Na verdade, as leituras litúrgicas nos
convidam a ter vigilância e prudência, como características reais
da vida do cristão, crente na promessa de Cristo de que retornará
no final dos tempos e, como não se sabe quando nem como será tal
apoteose, deve-se estar sempre preparado. A conhecida descrição
evangélica dos últimos tempos já foi objeto de interpretações
variadas ao longo da história, em diversas ocasiões, as pessoas
perceberam, nos fatos do seu tempo, a identificação com as
predições de Cristo. Se observarmos os fatos contemporâneos, até
parece que a leitura bíblica está se referindo ao tempo atual.
Sempre que alguma notícia sobre fatos inesperados ou
incompreensíveis é divulgada, os “profetas” e “videntes”
tentam identificar neles as catástrofes previstas por Cristo. Porém,
o próprio Cristo disse que somente o Pai sabe quando será isso e
nem ao Filho Ele o revelou. Portanto, qual desses profetas e videntes
é mais sabido do que o Filho? Com efeito, quando Jesus falou aquelas
coisas terríveis, referia-se à dominação romana na Palestina, à
destruição de Jerusalém, às perseguições dos primeiros
cristãos, ou seja, quando o evangelista Lucas escreveu seu
evangelho, tais fatos já tinham realmente acontecido. Jesus, porém,
havia afirmado: isso não é o fim, ou seja, essas perseguições não
irão destruir a sua doutrina nem dizimar seus seguidores.
É interessante observar que, desde o
Antigo Testamento, já havia presságios dos Profetas acerca de maus
agouros. Na primeira leitura, do profeta Malaquias (Ml 3, 19-20),
ele se refere ao “dia,
abrasador como fornalha, em que todos os soberbos e ímpios serão
como palha; e esse dia vindouro haverá de queimá-los, diz o Senhor
dos exércitos, tal que não lhes deixará raiz nem ramo.”

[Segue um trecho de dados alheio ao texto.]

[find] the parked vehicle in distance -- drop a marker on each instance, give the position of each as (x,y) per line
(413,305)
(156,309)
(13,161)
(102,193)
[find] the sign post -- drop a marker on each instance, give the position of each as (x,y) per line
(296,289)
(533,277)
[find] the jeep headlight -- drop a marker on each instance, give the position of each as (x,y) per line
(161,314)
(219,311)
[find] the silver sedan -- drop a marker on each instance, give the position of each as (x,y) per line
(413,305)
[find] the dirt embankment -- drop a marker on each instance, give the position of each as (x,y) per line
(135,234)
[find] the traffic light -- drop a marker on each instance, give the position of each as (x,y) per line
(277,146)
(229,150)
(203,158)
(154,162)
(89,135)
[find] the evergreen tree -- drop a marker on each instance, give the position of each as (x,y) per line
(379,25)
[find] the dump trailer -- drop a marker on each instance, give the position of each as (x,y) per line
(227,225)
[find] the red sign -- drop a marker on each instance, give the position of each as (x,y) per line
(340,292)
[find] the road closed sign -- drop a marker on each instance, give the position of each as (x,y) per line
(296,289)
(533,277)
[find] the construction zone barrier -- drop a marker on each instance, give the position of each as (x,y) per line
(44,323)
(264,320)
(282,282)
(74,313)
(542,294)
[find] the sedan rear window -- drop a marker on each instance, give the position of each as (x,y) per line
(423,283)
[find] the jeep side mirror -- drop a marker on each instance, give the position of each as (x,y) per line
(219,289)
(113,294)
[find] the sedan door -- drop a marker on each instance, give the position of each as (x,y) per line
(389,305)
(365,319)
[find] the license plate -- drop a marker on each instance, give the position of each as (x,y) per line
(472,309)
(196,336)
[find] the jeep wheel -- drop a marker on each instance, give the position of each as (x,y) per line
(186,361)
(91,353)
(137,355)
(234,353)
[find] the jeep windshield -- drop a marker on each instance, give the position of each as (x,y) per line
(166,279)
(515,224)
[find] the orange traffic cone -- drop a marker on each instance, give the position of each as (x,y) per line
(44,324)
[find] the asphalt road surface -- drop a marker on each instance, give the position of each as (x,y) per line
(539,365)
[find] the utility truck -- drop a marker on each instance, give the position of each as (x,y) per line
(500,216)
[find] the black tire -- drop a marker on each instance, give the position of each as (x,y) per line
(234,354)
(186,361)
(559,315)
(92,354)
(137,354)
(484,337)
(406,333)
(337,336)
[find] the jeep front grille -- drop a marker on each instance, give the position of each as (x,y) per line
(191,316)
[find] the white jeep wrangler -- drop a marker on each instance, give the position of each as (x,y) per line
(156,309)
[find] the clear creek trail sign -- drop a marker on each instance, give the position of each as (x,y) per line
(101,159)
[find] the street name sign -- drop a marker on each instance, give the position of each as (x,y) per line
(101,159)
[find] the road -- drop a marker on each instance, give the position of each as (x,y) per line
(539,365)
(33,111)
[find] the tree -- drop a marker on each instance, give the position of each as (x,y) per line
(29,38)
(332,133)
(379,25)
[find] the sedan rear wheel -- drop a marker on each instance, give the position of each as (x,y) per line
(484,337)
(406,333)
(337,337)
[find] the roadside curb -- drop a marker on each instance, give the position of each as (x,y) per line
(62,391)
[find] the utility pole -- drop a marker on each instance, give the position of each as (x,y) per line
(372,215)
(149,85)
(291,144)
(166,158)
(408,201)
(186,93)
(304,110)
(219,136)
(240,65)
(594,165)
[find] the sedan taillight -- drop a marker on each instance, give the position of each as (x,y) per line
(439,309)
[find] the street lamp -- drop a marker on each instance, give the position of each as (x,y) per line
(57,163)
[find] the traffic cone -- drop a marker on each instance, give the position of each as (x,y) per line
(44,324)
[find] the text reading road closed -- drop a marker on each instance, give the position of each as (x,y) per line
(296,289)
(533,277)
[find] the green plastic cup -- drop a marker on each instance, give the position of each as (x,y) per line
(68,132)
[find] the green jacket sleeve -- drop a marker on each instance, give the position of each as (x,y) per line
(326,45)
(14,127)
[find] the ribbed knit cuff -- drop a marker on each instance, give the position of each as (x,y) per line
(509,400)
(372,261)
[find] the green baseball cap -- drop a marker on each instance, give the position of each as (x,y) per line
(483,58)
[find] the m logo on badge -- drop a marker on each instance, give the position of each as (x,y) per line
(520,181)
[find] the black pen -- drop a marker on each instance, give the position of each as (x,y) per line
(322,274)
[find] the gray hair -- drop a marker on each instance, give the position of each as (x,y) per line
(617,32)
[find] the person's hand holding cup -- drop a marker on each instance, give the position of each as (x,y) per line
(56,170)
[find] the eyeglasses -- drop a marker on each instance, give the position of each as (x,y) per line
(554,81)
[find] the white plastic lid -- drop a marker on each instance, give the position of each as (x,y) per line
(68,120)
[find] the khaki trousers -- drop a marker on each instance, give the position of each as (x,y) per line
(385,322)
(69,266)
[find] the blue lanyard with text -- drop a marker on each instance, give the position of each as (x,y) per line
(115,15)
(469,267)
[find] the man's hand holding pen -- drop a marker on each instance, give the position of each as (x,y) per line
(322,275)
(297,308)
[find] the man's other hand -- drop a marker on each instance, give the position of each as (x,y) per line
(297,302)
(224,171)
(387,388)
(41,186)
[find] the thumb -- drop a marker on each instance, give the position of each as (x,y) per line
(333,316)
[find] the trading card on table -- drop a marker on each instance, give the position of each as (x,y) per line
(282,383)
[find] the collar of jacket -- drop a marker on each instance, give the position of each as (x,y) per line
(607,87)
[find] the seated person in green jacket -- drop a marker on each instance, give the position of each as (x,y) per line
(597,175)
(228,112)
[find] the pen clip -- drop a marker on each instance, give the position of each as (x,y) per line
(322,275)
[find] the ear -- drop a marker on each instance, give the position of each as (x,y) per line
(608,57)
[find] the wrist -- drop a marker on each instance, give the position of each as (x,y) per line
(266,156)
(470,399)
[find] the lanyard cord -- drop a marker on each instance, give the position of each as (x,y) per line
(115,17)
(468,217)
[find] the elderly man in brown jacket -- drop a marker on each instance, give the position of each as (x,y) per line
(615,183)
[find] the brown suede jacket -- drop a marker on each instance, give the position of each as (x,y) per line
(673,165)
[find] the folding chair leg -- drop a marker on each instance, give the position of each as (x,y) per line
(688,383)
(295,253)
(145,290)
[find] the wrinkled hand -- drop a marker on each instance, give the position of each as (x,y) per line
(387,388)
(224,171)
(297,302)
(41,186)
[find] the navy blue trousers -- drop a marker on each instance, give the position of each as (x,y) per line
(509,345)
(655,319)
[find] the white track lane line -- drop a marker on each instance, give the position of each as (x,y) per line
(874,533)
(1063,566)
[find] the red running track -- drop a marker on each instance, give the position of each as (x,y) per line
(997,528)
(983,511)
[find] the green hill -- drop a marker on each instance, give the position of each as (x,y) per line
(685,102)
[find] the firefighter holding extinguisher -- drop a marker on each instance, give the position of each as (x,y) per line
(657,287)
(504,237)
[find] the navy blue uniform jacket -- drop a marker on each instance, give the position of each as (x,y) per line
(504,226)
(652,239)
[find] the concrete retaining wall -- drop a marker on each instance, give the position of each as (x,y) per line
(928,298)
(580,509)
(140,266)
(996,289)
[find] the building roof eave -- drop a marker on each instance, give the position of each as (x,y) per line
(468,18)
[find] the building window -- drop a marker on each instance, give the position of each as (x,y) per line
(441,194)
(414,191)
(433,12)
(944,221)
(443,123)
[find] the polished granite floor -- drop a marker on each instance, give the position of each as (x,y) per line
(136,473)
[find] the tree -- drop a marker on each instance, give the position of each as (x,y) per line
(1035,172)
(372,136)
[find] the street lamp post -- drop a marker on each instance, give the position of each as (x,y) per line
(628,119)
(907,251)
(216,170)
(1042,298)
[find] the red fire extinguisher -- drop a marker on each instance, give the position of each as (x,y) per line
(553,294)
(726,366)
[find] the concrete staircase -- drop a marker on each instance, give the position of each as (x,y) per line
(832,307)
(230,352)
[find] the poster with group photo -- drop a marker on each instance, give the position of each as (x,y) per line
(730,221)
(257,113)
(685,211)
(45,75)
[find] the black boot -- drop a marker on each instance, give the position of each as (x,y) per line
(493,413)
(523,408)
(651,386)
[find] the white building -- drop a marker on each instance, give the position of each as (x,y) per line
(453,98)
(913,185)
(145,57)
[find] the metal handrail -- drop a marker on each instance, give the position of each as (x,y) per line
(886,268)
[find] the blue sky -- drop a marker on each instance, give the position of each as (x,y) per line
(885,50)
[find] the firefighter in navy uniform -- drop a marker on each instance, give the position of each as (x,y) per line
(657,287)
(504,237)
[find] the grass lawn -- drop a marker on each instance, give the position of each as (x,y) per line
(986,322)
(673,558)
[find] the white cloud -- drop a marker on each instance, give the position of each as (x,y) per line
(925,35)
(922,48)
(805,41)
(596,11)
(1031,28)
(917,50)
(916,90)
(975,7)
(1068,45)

(Ml 3, 19). Desde que os Patriarcas antigos narraram que houve
outrora uma grande inundação (dilúvio) e o mundo todo sucumbiu
debaixo da água, as pessoas criaram a ideia de que, da próxima vez,
o mundo seria destruído pelo fogo. Isso é uma crença muito antiga,
mas ainda recorrente na nossa cultura religiosa popular. No ano de
1910, quando estava se aproximando da terra o cometa Halley, pelos
poucos conhecimentos daquela época sobre esse fenômeno cósmico, as
pessoas viam aquela imensa “bola de fogo” se tornando cada vez
maior e ficaram esperando apenas o momento final da destruição da
terra. De repente, aquela luz se desfez, porque a terra atravessou a
cauda gasosa do cometa. Em 2012, algumas pessoas afirmaram que o
mundo acabaria no dia 21 de dezembro e citavam complexos cálculos
matemáticos para justificar isso, nada aconteceu. Prevalece, assim,
a palavra de Jesus: não é o fim.
Na segunda leitura, de Paulo aos
Tessalonicenses (2Ts 3, 7-12), o Apóstolo bate cabeça com aquela
comunidade, onde se havia espalhado a informação de que Jesus
“estava para chegar”, na sua segunda vinda,
e assim as pessoas já nem queriam mais
trabalhar e viviam à toa, apenas aguardando o momento. Paulo
manda-lhes um recado desaforado: eu (Paulo), que até poderia me
prevalecer da função de pregador para obter o sustento pela
comunidade, me dedico ao trabalho dia e noite, a fim de obter o meu
sustento, então, quem não quer trabalhar, também não deve
comer. Diz ele: “Bem
sabeis como deveis seguir o nosso exemplo, pois não temos vivido
entre vós na ociosidade. De ninguém recebemos de graça o pão que
comemos. Pelo contrário, trabalhamos com esforço e cansaço.”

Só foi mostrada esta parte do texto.